Pack of demons. Sulphur breath. Cloven as the devil. Calm down, quick: the invader in me cannot see what is happening, it only knows to respond to my fear.

The novella is beautifully-written in its exploration of environmental disaster, community, and complicated family relationships. Mohamed does a wonderful job of paralleling the Cad Reid inherits from her mother with the fears and guilt her mother passes down in a passive-aggressive fashion. Her mother accuses Reid of being selfish, and instead of being happy for Reid and trusting her, she lets her own selfish fears of being alone manifest in trying to guilt Reid into staying. There are hints at some underlying jealously in their relationship, even in the midst of the love. Some element of Reid’s mother seems to want to hold her back, resenting that she may have the opportunity for a better life when she herself never had that chance.
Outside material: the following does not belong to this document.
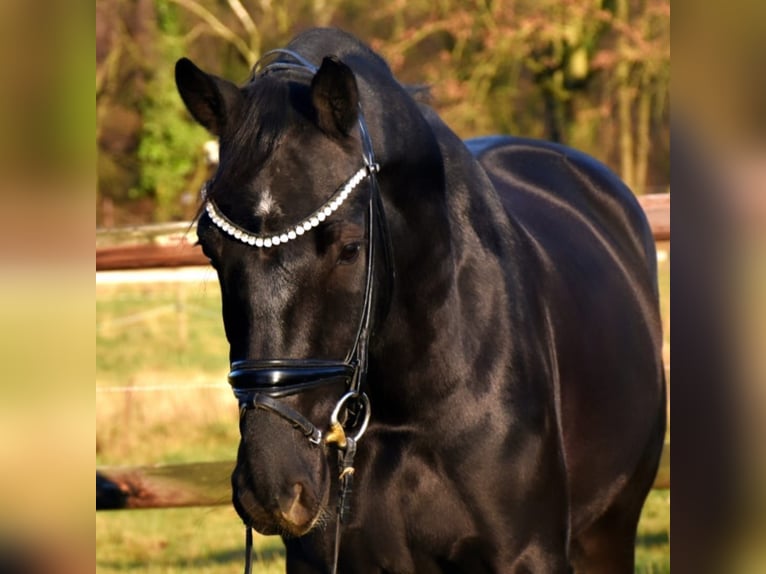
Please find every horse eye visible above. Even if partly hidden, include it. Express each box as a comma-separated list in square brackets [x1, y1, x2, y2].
[338, 241, 362, 265]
The near-paralyzing fear Reid’s mother tries to infect her with is mirrored in the way the Cad literally freezes Reid when Hen is threatened by wild dogs and she wants to help him – both cause her pain in order to keep her safe, which is ultimately a means of protecting themselves.

Mohamed strikes a delicate balance in showing a family relationship which could be toxic or genuinely loving, symbiotic or parasitic. The question of whether Howse University is real is left open, underlining that life is complicated and full of risk and unknowns. The decisions Reid and her community face aren’t easy, and there’s always a chance of someone getting hurt, but should that stop them from living their lives and taking their chances on a better future? There is a comfort in the idea of sticking to tradition and what is known, over forging a new path through the world. Again, the fact that the disease is hereditary speaks in its own way to the idea of parents wanting what is best for their children, but smothering them in their efforts to protect them, versus children wanting to live their own lives and being forced to rebel in hurtful ways in order to do so.

The Annual Migration of Clouds does an excellent job of exploring all of this, and does an excellent job with all the relationships in the community as well. It’s a plausible imagining of post-collapse society and the way humanity has a tendency to survive and find ways to carry on.

In closing, I also have to call out the fact that this book is absolutely stunning as a physical object. There’s a silky, textured feel to the cover, and the cover art by Veronica Park is gorgeous and just keeps getting better the longer you look at it. The design is echoed throughout the book with the interior illustration that heads each chapter. If you like books-as-objects, this is another one that I recommend grabbing in hard copy.